I would say, check the Garmin Instinct 2X Solar or the Gshock Rangeman (3rd generation). Both are build like a tank and can be repaired to a certain degree. The main concern is software support. BLE is a security nightmare. But you can use both without a phone. Both can hold a charge for a long time and have a solar cell.
Maybe I’m an idiot, but I don’t understand why anyone wants one of these things on their watch anyway. It’s always paired with a phone, and the phone does it anyway! Is this for people who don’t have proper ways to carry their phones when they’re running, so they have to leave it behind?
In my case it’s that the phone is for emergencies so I don’t want to be running it down with gps/screen use. Phones are also relatively delicate, and touch screens are more or less unusable in the rain.
With a handheld gps I have button control to zoom in/out, a simple uncluttered display and I don’t have to worry so much about breaking it.
It also does 25 hours on a pair of AA eneloops, and I can put fresh ones in without stoping recording.
If it wasn’t such a pain to reset counters at the start of an activity and upload the resulting track, I wouldn’t bother with a gps watch at all.
This is an assumption. There are smartwatches who have eSIM, GPS, etc (even solar charge). But these are tailored towards (top)sport.
Indeed, but not just running. Outdoor sports in general. Rowing (with proper IPx rating), hiking, marathon – you name it!

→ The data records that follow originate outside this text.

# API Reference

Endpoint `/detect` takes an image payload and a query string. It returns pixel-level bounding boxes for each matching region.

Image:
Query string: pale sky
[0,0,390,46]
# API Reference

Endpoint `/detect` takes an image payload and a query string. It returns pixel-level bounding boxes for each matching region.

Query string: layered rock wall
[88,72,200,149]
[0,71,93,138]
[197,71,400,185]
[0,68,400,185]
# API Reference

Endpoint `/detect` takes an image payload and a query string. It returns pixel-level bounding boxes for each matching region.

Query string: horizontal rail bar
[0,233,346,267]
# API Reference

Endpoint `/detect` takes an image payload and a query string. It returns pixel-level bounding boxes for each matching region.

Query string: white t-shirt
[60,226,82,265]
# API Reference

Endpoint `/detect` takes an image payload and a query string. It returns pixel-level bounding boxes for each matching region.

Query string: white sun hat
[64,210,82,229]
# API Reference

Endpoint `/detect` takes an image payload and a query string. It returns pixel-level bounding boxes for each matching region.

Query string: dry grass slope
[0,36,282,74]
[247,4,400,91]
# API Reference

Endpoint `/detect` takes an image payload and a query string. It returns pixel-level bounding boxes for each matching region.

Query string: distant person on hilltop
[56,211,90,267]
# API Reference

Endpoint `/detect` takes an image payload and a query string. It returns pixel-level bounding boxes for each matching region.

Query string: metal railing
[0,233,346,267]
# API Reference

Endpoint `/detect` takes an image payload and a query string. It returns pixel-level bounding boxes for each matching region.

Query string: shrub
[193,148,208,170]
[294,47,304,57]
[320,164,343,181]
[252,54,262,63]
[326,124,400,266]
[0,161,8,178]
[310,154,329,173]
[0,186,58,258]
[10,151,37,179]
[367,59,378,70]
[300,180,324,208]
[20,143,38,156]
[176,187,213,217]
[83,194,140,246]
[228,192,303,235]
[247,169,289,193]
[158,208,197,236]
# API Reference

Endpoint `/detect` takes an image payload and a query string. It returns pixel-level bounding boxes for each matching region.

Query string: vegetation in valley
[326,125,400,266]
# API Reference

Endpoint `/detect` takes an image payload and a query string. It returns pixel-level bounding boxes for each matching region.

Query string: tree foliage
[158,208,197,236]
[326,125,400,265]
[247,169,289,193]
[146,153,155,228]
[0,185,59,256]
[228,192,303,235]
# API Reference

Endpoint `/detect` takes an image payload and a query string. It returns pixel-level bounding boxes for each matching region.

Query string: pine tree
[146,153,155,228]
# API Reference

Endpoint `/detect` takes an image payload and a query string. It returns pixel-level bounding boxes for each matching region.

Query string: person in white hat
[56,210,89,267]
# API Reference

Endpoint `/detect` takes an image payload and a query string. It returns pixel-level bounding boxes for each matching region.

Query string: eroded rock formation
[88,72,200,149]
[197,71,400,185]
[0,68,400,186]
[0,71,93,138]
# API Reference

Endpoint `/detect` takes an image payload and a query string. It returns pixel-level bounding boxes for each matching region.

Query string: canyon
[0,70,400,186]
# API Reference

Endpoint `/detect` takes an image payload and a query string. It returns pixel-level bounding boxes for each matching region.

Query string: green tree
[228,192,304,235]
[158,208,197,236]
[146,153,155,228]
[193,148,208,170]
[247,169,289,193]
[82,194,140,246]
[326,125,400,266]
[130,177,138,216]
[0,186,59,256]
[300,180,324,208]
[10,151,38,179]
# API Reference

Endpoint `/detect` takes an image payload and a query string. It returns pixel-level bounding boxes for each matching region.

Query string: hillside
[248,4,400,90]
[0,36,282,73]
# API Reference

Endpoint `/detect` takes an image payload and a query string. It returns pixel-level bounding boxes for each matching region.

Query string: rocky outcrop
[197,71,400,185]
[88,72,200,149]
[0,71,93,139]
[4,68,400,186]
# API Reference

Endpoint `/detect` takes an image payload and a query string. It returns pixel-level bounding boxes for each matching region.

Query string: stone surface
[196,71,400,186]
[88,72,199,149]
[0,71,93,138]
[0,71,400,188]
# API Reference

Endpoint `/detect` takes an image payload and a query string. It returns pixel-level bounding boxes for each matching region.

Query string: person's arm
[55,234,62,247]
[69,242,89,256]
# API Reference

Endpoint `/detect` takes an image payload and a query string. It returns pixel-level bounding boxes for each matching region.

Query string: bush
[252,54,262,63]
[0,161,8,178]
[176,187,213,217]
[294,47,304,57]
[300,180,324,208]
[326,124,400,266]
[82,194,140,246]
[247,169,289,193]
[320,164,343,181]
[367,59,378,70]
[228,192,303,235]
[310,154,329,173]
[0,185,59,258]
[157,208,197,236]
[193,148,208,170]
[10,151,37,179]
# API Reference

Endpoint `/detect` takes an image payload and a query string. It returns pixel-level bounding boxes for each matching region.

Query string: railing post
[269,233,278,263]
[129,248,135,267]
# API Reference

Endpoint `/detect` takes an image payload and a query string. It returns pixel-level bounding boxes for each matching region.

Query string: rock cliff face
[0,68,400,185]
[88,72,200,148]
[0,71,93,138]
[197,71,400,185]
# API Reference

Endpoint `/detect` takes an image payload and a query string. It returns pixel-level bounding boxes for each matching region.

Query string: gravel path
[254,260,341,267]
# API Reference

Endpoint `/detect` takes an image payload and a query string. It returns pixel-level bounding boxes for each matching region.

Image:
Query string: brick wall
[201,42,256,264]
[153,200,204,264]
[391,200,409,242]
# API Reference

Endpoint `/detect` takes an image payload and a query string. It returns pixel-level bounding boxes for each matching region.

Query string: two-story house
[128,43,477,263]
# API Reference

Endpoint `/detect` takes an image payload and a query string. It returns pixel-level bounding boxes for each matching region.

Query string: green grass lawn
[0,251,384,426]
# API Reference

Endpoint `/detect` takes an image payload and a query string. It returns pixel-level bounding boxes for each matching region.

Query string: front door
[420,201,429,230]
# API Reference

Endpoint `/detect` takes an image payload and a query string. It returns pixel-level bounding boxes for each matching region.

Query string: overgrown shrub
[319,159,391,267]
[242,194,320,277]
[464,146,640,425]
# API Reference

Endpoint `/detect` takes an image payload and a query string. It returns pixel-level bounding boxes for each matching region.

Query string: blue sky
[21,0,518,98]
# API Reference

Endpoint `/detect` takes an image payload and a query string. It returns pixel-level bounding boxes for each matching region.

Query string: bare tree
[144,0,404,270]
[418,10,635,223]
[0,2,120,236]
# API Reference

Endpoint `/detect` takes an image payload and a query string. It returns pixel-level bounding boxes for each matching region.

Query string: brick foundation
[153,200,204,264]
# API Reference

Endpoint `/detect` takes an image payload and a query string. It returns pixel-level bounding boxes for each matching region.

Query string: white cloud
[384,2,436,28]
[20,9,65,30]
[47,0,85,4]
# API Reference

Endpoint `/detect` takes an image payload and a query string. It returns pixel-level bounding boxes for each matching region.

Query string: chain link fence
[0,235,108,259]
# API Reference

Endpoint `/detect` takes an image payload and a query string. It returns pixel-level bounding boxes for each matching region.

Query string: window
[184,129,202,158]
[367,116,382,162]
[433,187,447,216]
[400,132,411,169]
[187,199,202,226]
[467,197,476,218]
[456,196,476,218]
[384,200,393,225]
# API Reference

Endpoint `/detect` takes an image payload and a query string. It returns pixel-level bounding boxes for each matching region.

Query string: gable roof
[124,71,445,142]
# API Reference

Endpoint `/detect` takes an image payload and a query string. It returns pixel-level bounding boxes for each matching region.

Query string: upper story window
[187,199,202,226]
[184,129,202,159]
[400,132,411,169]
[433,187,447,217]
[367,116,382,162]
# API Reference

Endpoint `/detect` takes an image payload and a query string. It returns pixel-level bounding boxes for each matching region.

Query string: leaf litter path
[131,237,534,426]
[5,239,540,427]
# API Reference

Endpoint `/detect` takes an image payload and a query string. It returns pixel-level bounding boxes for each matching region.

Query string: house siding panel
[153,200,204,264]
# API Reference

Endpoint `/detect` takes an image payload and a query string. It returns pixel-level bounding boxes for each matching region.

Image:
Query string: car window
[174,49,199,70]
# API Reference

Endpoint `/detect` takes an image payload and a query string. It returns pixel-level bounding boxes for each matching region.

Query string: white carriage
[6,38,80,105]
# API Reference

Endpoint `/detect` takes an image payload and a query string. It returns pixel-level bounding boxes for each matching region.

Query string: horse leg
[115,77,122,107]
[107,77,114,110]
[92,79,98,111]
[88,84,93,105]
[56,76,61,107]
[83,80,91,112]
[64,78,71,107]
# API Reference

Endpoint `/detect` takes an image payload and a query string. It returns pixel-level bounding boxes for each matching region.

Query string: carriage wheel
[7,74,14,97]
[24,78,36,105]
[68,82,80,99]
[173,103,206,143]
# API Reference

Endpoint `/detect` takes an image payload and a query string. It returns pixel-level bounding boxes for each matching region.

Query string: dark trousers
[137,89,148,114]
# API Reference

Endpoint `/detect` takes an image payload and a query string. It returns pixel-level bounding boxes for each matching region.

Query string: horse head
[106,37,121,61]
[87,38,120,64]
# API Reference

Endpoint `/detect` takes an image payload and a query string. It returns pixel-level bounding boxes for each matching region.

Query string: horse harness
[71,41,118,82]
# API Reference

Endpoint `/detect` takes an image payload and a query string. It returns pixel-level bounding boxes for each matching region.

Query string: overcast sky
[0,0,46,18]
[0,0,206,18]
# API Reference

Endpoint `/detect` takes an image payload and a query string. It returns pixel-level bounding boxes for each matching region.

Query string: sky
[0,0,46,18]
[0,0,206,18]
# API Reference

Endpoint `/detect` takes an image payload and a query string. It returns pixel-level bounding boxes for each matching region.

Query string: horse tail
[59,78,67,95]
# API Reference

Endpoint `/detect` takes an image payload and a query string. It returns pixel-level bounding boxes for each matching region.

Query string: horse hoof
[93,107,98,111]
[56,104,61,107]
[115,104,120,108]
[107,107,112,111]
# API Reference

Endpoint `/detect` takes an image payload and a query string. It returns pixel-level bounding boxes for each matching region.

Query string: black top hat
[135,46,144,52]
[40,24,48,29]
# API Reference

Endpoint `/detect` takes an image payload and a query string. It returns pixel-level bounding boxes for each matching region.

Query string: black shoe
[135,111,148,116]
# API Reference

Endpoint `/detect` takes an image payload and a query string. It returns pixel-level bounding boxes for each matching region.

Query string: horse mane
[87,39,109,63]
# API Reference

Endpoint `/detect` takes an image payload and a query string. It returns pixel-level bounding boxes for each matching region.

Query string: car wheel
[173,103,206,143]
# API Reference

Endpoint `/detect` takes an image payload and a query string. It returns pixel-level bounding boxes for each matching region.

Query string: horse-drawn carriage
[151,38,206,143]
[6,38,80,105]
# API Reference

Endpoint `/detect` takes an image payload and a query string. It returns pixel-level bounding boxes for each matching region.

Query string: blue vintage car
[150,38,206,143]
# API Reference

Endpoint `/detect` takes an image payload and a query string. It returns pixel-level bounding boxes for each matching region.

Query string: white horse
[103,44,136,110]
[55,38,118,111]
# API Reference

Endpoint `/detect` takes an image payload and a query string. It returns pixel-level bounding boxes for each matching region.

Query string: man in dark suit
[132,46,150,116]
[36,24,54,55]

So offline, pairing, and autonomous online (WLAN, LTE/NG) are the three modes of operation. Each has their pros and cons. Offline would use the least power, and allows for something like TOTP being offline and galvanized from internet (an attack surfice would for sure include a camera on smartphone/tablet/laptop). Pairable usually means Bluetooth or Bluetooth LE. These are a security nightmare. Then there’s completely online with WLAN, LTE/NG. Also a security nightmare and expensive chips, as well as higher energy costs. Tho, ideally, you want killswitches for radios, smartwatches don’t always have these. Esp not hardware killswitches.
There’s some movement towards highly customizable smartwatches, too. For example, Sensor Watch can last for one year on battery and it has several smartwatch features.
This one uses a popular Casio smartwatch as base system and hacks itself on top of it. Talk about sustainble!
They’re on to a successor (Pro version), have not looked it up yet as of now.
Meanwhile, there’s smartwatches tailored for biohacking/health:
That one is repairable. Though they don’t compare with any Garmin.